Recanalization rates improved from 36% for half dose tPA alone to 83% with the addition of ultrasound/microbubbles. This is compared with 50% recanalization for ultrasound/microbubbles alone or full-dose tPA alone.
Over all, the combination of ultrasound/microbubbles and a low dose of tPA resulted in the most significant preservation of healthy heart tissue and the smallest infarct size. This was followed by ultrasound/microbubbles alone, which was the next best treatment compared with low or high dose tPA alone.
The group's results clearly demonstrated that the ultrasound/microbubble treatment is one that is worthy of serious further testing as evidenced by the clinical trial that is now underway. The clinical trial differs from the pig trial in that it is testing whether ultrasound/microbubbles alone administered to heart attack patients both before and after balloon angioplasty and stenting results in better patient outcomes compared with balloon angioplasty and stenting alone.
Porter points out that tPA was not included in the clinical trial because a good result was seen with ultrasound/microbubbles alone in the pig study. That result warranted trying ultrasound/microbubbles in humans first without including the powerful clot-busting tPA, which can cause bleeding in some patients.
Moving from hours to minutes between heart attack and treatment
The careful choice of the pig model as well as use of readily available microbubbles and ultrasound was instrumental in studies moving to clinical trials. However, the design also lends itself to an even more ambitious goal of the group, which is to get this treatment into patients as soon as possible.
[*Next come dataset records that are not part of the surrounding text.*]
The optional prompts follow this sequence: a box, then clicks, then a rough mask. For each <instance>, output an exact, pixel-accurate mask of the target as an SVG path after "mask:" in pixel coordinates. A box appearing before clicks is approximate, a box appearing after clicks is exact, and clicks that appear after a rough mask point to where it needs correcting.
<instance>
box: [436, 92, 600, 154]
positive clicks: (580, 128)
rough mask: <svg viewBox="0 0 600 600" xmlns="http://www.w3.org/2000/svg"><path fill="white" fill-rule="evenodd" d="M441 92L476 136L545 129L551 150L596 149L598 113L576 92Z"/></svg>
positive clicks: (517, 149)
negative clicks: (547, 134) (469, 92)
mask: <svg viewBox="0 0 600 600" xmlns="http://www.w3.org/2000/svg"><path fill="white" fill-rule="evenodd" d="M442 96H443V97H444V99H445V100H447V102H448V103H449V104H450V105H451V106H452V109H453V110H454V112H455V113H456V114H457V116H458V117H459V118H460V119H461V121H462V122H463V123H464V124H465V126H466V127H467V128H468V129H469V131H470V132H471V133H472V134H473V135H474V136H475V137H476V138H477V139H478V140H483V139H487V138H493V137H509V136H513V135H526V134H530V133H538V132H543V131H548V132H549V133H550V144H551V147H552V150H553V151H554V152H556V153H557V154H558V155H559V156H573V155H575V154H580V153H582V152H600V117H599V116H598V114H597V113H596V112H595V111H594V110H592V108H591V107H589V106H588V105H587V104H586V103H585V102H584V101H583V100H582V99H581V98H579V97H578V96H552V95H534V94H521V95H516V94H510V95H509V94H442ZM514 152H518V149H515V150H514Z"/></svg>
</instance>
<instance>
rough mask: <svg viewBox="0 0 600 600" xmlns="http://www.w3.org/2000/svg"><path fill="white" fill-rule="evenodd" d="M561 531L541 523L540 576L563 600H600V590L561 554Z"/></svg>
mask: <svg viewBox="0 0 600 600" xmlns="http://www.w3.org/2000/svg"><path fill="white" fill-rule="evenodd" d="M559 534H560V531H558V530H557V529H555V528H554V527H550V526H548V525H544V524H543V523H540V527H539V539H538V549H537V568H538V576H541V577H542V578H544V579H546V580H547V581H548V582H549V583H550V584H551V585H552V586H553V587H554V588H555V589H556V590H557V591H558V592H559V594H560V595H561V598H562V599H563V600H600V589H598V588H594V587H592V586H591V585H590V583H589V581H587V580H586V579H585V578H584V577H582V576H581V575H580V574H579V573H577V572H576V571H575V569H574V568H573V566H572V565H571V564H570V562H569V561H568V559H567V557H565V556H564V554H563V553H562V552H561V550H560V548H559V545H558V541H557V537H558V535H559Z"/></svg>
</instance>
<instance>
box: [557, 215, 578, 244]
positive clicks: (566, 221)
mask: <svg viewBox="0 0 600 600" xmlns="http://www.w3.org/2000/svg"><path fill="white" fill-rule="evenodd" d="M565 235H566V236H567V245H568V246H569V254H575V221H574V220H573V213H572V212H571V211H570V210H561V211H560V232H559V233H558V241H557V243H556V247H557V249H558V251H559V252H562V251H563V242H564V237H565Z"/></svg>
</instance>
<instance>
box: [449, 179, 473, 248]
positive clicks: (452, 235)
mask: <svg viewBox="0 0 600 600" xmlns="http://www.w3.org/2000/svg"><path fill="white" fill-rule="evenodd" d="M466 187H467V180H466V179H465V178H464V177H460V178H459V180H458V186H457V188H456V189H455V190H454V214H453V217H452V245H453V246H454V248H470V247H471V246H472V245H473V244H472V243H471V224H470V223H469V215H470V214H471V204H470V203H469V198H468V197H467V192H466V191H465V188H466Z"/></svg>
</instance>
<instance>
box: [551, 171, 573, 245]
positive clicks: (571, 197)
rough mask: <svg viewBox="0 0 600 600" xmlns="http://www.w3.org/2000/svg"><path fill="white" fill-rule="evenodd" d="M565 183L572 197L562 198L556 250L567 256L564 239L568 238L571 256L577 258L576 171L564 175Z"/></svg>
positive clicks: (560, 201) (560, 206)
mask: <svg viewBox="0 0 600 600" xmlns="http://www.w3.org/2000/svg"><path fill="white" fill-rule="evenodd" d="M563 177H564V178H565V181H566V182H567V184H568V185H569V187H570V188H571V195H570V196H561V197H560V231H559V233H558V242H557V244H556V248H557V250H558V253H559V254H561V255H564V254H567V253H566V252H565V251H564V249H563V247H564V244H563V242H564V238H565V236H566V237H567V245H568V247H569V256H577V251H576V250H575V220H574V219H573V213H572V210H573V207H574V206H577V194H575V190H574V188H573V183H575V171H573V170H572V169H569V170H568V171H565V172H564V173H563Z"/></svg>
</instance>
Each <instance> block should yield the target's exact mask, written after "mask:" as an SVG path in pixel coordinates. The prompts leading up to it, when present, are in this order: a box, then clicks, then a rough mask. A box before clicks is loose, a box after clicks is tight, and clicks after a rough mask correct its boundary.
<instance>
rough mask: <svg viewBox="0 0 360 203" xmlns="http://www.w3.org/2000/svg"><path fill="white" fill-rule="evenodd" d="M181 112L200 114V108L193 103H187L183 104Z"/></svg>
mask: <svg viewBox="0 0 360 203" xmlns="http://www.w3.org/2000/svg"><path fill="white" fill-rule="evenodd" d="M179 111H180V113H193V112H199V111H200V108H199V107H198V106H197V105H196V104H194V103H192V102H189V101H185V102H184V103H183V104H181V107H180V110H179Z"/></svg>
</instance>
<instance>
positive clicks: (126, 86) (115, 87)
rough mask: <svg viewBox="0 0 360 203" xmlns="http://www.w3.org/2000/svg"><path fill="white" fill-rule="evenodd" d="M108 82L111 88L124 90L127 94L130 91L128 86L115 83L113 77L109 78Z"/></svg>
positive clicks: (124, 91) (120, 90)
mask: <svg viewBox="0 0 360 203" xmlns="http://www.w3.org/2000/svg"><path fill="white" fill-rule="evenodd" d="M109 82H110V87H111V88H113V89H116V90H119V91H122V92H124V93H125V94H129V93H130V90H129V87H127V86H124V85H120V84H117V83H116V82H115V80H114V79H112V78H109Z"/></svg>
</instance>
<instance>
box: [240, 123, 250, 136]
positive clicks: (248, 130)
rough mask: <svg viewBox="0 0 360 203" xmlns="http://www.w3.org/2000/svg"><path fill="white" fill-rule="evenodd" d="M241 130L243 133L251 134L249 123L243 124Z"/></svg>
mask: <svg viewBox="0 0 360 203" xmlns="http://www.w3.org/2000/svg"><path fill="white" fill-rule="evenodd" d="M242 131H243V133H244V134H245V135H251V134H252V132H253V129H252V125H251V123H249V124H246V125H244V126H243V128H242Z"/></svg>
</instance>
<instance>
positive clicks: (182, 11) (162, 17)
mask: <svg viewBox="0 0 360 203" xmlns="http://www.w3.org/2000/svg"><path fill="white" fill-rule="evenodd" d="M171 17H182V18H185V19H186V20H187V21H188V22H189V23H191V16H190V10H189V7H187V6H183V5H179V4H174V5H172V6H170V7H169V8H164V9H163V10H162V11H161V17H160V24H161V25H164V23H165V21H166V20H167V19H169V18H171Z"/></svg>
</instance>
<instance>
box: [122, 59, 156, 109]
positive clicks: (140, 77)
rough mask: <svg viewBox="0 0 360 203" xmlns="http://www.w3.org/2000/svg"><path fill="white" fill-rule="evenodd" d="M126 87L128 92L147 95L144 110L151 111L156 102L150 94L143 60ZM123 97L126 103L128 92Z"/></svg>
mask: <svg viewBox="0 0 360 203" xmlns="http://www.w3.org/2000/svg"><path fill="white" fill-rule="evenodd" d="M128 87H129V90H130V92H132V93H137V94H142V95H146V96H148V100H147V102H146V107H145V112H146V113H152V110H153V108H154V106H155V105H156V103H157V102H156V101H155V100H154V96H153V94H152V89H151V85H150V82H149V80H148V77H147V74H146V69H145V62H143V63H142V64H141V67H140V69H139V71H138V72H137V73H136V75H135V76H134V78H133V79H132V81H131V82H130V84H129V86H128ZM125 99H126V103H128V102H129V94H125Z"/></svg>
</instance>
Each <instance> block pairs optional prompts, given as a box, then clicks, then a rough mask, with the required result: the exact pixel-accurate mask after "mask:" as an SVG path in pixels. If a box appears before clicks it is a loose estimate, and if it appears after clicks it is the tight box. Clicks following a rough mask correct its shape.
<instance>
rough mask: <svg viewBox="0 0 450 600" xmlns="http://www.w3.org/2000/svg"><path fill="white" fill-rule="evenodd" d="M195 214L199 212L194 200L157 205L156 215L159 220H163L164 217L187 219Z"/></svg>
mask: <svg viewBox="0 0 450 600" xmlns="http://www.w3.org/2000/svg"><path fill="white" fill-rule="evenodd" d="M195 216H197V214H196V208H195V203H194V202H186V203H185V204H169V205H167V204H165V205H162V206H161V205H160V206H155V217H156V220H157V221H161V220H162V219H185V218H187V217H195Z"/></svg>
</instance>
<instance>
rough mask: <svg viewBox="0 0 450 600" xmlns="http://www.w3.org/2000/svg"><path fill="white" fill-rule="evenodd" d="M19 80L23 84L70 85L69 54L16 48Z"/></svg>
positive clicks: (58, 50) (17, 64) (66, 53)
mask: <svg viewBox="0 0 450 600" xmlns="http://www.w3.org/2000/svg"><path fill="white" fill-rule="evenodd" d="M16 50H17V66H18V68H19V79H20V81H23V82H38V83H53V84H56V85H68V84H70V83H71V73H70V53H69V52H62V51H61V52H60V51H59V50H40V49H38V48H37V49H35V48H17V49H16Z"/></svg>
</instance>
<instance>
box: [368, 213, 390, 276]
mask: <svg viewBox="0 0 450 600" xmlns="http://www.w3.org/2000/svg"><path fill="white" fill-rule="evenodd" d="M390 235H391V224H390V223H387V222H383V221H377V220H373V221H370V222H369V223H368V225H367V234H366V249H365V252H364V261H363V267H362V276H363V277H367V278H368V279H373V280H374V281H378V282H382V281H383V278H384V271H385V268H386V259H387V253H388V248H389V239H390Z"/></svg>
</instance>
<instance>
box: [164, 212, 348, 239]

Porter explains that the ultimate goal is to have emergency medical technicians administer the treatment to heart attack patients on their way to the hospital. Because there are small portable ultrasound systems for point-of-care diagnostics, it is possible that such systems could be placed in ambulances and emergency medical technicians could be trained to administer the therapy. This would enable a new era in heart attack treatment -- potentially getting blood to the heart muscle to keep the heart pumping within minutes of a heart attack.